Et si nous vous disions qu'avant d'inspirer les deux titans britanniques, un russe, exilé en France sous l'autorisation de Staline, avait écrit, en 1920, un roman qui lui vaudra d'être "coupable d'indépendance d'esprit" par le pouvoir Soviétique, que diriez-vous ?

LITTÉRATURE

9/6/20248 min read

Une place à inspiration Place Rouge, de Moscou
Une place à inspiration Place Rouge, de Moscou

Préfiguration de deux classiques

Préfiguration en effet, comme nous l'annonce l'avant-propos de Nous, publié aux éditions Actes Sud, dans la collection Babel (titre éloquent, soit dit en passant) : "Pour ne citer que les deux plus célèbres (on nommera aussi Ira Levin, The Perfect Day) : Huxley, avec Brave New World, exploite l'idée zamiatinienne de la rationalisation des naissances et de la classification des êtres vivants [...]". C'est exact, car on se souvient de cette entrée en matière hallucinante autant que glaçante dans la ferme à bébés Bokanovsky, procédé qui permet aux scientifiques de cloner les humains, et ainsi, par cette maitrise, de classer les êtres vivants dès le tube à essai, lesquels deviendront, selon les besoins de la société, des êtres Alpha, Beta, Charli ou Delta, tous reconnaissable en fonction de la couleur attitrée à leur classe sociale.
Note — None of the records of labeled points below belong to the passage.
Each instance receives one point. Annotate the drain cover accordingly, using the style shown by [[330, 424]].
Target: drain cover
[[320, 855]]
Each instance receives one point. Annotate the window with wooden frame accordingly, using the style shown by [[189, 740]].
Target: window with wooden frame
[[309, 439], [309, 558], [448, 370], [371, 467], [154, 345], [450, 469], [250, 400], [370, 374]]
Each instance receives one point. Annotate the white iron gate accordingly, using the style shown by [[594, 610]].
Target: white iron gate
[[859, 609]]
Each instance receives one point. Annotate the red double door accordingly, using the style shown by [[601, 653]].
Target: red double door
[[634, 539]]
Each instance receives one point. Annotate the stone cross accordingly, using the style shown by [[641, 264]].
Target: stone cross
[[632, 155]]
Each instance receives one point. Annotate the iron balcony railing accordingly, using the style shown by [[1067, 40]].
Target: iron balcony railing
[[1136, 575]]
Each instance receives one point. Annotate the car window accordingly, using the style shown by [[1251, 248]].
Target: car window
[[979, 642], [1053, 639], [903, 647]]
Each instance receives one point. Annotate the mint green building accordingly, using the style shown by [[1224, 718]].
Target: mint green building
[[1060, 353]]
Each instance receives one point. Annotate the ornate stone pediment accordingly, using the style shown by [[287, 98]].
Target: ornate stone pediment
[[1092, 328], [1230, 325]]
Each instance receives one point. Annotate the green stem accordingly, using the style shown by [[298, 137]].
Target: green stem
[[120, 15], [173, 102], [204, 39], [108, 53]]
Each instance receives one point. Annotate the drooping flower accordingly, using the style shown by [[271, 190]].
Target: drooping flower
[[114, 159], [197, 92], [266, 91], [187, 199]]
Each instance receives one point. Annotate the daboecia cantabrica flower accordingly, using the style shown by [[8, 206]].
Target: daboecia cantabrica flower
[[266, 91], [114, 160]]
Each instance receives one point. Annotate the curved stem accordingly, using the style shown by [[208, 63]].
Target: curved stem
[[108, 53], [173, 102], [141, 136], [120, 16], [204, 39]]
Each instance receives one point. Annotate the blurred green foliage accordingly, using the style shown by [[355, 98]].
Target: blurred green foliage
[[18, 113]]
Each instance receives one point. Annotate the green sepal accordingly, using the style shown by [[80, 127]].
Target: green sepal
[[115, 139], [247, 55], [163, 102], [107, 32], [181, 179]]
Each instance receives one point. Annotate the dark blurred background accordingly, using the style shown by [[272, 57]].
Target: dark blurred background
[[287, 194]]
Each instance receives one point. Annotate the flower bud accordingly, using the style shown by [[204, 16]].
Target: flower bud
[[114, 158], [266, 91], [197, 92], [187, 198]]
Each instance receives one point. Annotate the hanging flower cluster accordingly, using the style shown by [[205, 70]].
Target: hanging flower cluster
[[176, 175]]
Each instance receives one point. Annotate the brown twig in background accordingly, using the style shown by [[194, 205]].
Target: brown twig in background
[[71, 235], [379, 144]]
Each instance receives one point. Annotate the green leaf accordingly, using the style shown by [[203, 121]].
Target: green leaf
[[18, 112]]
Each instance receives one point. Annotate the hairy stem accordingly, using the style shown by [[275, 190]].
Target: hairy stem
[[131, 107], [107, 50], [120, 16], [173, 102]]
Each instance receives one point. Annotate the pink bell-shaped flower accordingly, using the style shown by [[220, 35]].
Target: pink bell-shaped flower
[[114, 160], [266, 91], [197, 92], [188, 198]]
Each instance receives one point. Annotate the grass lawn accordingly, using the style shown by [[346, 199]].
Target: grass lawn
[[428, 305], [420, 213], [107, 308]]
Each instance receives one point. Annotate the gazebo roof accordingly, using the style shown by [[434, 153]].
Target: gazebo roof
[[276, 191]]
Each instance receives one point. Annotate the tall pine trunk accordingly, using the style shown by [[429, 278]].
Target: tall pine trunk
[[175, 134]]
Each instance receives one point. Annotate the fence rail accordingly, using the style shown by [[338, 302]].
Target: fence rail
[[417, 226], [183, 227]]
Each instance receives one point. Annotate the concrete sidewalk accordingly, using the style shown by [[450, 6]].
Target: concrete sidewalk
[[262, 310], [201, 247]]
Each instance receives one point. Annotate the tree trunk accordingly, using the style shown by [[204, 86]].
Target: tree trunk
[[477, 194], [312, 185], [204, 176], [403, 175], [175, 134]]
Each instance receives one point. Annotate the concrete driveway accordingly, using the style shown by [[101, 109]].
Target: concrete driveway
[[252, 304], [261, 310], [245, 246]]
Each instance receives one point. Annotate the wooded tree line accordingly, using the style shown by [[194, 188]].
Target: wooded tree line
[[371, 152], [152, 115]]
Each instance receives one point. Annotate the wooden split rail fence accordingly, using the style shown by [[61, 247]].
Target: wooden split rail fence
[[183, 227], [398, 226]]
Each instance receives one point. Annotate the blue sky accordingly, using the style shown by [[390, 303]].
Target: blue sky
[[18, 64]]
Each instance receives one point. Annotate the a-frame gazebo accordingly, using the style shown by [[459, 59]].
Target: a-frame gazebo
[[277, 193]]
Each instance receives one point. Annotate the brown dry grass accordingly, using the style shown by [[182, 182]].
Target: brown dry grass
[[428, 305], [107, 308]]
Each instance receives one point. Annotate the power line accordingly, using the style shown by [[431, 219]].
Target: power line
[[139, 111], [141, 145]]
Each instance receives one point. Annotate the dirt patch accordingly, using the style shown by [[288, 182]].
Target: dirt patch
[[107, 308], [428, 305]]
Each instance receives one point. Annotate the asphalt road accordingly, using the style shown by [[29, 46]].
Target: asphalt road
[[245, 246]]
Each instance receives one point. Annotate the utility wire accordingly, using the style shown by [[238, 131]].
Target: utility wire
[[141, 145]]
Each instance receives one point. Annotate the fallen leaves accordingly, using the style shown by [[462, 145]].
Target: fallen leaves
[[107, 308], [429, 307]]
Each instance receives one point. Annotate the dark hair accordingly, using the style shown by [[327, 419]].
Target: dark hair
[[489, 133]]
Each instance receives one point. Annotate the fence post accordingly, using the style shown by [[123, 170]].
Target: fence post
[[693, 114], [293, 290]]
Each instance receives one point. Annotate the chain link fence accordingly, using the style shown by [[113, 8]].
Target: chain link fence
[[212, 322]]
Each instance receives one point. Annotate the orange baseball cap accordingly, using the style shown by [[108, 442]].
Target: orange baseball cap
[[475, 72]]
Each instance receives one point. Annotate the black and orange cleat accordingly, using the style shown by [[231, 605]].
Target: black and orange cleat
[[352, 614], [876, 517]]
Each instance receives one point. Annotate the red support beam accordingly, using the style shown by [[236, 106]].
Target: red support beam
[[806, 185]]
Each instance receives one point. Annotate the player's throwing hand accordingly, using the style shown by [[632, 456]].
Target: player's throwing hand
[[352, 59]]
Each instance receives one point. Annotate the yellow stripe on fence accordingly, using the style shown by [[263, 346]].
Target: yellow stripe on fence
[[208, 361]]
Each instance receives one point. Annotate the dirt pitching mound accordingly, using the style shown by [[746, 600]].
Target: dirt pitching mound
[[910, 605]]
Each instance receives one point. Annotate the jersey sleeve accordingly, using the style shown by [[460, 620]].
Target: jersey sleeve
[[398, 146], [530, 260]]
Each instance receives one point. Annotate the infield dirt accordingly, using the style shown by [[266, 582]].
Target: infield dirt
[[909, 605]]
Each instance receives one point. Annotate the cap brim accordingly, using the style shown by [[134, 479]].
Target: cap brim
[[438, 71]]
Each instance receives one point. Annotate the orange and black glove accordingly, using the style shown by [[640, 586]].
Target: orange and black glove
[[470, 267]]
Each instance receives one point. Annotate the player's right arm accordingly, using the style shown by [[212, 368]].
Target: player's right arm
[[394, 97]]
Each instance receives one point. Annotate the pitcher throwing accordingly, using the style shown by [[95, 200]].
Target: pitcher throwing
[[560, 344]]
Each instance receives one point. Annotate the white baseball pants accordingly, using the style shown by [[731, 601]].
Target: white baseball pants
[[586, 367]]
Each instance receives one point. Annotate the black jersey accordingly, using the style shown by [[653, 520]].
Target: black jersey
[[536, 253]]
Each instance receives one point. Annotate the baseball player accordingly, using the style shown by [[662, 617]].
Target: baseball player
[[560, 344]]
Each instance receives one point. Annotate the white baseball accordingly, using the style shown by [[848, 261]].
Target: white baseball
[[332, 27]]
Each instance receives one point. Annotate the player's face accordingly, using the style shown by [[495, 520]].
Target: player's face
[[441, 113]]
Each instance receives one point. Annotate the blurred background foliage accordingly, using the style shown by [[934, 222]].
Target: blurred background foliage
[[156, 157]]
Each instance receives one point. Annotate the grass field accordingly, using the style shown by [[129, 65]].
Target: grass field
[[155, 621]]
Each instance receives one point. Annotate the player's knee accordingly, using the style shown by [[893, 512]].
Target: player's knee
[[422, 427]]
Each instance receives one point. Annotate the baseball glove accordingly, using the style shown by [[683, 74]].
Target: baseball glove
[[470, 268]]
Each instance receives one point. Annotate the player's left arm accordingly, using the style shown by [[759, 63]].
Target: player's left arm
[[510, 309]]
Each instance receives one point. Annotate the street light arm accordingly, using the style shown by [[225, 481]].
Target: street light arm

Mais reprenons : "Orwell avait connu Nous par sa traduction française. [...] Son 1984, publié en 1948, loin de "plagier", comme a pu le dire, le livre de son prédécesseur russe, entre en dialogue avec lui : il reprend exactement sa trame et son dénouement, en les déplaçant dans un contexte hideux et familier - celui d'une guerre froide universelle où la "novlangue" est, déjà, l'instrument d'une post-vérité. Huxley comme Orwell - le second surtout - décrivent des mondes dysphoriques, très noirs, où l'homme définitivement abîmé doit s'interdire tout espoir."

Nous, Evgueni Zamiatine

Nous connaissons bien sûr la fameuse devise de Big Brother dans 1984, mais connaissons-nous celle de Nous ? "Vive l'Etat Unitaire, vivent les Numéros, vive le Bienfaiteur!" Devise froide, sans équivoque, qui ne laisse place à aucune liberté, au contraire de la soumission totale, et qui, par le narrateur, se justifie ainsi : "Parce que la ligne de l'Etat Unitaire, c'est la droite. La grande, la divine, l'exacte, la sage ligne droite - la plus sage des lignes..." Voilà dans quelle sorte de société vit le narrateur qui ne peut même pas être présenté sous une identité humaine, c'est-à-dire traditionnelle, car les prénoms et les noms se sont effacés au profit d'un numéro. Oui, d'un numéro, comme les prisonniers. Pourquoi s'embarrasser d'humaniser des hommes, des femmes, de continuer à les enraciner dans le passé, et donc dans la filiation, quand ceux-ci ne sont plus que des pions, des instruments bon à remplir leur tâches continuellement, tous les jours, toute la vie jusqu'à la cassure totale, comme des machines ? Le choix était donc vite fait : rupture radicale avec l'ancien temps, place désormais au temps présent - uniquement au temps présent. Les Numéros doivent être dans une bulle. Bien plus, les Numéros doivent être activables à tout moment. Evocateur, non ? Attendez, ce n'est que le début.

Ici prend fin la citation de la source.